Abstract

How can we achieve artificial systems that are capable of understanding human language? This question has been addressed by the field of artificial intelligence for decades and has undergone several paradigm shifts from rule-based approaches, proposing sets of symbolic rules to process language input to produce an intelligent behavior, to the insight that symbolic rules are not sufficient to deal with new situations, let alone new symbols, that have not been encountered before. Rather, it has been proposed that the symbols of a language need to be grounded in perception in order to allow for generalisation to new situations. This new formulation of the problem has been termed “Symbol Grounding” and proposes that any system capable of understanding symbols needs to be embodied in the sense that it has to be able to perceive its environment and to produce actions within this environment that cause significant changes and that these percepts and actions need to be tied to symbols that allow to abstract and thus to transfer knowledge. Research thus focuses either on simulated embodied agents or robots that are situated in a physical environment.
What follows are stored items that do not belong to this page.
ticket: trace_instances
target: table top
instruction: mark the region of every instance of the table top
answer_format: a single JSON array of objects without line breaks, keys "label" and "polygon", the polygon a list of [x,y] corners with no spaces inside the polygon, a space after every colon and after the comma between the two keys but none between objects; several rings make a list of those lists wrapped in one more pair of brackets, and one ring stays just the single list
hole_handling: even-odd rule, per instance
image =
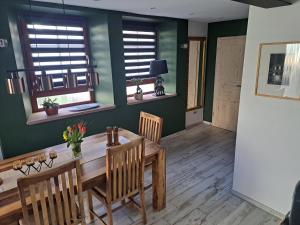
[{"label": "table top", "polygon": [[[130,140],[134,140],[139,136],[134,134],[128,130],[120,129],[119,131],[120,142],[126,143]],[[145,140],[145,158],[146,160],[151,159],[155,156],[160,150],[161,147],[151,141]],[[92,136],[88,136],[84,139],[82,143],[82,153],[83,157],[81,159],[81,174],[82,174],[82,185],[83,190],[87,190],[88,188],[94,185],[94,182],[99,182],[101,179],[105,179],[105,155],[106,155],[106,133],[100,133]],[[29,157],[37,156],[41,153],[48,154],[50,151],[55,150],[58,154],[58,158],[60,156],[65,156],[70,154],[71,149],[67,148],[67,144],[60,144],[53,147],[45,148],[39,151],[27,153],[24,155],[16,156],[13,158],[9,158],[0,162],[0,177],[1,174],[5,174],[8,171],[12,170],[12,164],[16,160],[23,160]],[[55,164],[55,163],[54,163]],[[59,163],[57,163],[59,164]],[[55,166],[55,165],[54,165]],[[16,177],[9,178],[9,180],[14,180],[14,184],[10,185],[6,190],[0,191],[0,218],[3,216],[3,212],[5,208],[11,207],[11,204],[20,204],[18,199],[18,190],[17,190],[17,177],[24,176],[19,171],[13,171],[13,174],[18,174]],[[7,178],[3,179],[3,186],[5,187]],[[1,188],[1,186],[0,186]],[[11,205],[11,206],[10,206]],[[2,210],[3,209],[3,210]]]}]

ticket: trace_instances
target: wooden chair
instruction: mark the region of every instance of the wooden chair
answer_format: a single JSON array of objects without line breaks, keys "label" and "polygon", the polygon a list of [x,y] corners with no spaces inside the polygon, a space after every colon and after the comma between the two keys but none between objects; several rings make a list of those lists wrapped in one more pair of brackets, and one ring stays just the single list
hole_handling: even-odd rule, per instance
[{"label": "wooden chair", "polygon": [[[106,182],[99,183],[88,192],[91,219],[96,216],[103,224],[107,215],[108,224],[113,224],[112,204],[130,199],[141,211],[146,224],[146,209],[144,197],[144,138],[138,138],[129,143],[108,148],[106,150]],[[134,201],[133,196],[140,195],[141,204]],[[95,196],[106,208],[104,215],[98,216],[93,210],[92,196]],[[117,210],[116,208],[114,209]]]},{"label": "wooden chair", "polygon": [[[139,124],[139,135],[145,137],[146,139],[160,144],[161,134],[162,134],[163,118],[152,115],[150,113],[140,112],[140,124]],[[146,162],[145,170],[150,169],[152,163]],[[149,184],[145,189],[152,187]]]},{"label": "wooden chair", "polygon": [[140,112],[139,135],[160,144],[163,119],[146,112]]},{"label": "wooden chair", "polygon": [[[76,174],[75,180],[73,174]],[[19,178],[17,183],[24,217],[22,224],[85,225],[80,177],[80,162],[77,160]],[[29,209],[28,206],[32,206],[34,219],[29,216],[31,207]]]}]

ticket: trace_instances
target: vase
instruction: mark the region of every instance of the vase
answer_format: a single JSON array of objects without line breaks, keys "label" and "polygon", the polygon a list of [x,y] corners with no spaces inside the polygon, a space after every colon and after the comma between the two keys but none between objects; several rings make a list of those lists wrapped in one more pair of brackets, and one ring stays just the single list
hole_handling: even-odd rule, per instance
[{"label": "vase", "polygon": [[71,144],[73,158],[81,158],[81,143],[72,143]]},{"label": "vase", "polygon": [[143,100],[143,93],[135,93],[134,98],[135,100]]},{"label": "vase", "polygon": [[58,107],[45,108],[47,116],[54,116],[58,114]]}]

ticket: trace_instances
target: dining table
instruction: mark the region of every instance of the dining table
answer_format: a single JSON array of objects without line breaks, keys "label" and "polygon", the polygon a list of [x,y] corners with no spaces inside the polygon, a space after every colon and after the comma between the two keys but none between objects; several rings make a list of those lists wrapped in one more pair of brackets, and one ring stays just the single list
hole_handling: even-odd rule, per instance
[{"label": "dining table", "polygon": [[[138,138],[139,135],[119,129],[119,142],[125,144]],[[97,183],[106,179],[106,132],[88,136],[82,142],[82,155],[80,157],[81,181],[83,191],[93,188]],[[69,160],[74,160],[71,149],[67,144],[59,144],[38,151],[33,151],[16,157],[0,161],[0,224],[17,225],[23,217],[19,198],[17,180],[25,176],[13,169],[13,163],[17,160],[36,158],[41,154],[49,155],[55,151],[57,158],[53,161],[53,167],[59,166]],[[166,151],[157,143],[145,139],[145,165],[152,165],[152,207],[160,211],[166,207]],[[49,170],[46,165],[41,171]],[[32,174],[38,173],[32,170]]]}]

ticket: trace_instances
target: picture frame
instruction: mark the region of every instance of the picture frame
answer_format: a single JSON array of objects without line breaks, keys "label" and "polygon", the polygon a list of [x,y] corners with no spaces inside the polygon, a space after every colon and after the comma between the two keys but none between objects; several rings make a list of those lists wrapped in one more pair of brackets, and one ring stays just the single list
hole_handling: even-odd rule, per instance
[{"label": "picture frame", "polygon": [[300,41],[259,45],[255,95],[300,100]]}]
Given the complex nature of the challenge, a range of different strands of research has emerged from which we tried to capture the most relevant ones in this Special Issue. Focusing on the development of grounding capabilities in infants brings in new perspectives and has, for example, lead to the insight that while the learning system has to be extremely adaptive to the environment, the social environment itself also adapts to the learner. In the contribution by Paul Vogt & J. Douglas Mastin it is thus discussed which aspects of such interactions should be modelled in artificial systems with a special focus on data “from the wild”.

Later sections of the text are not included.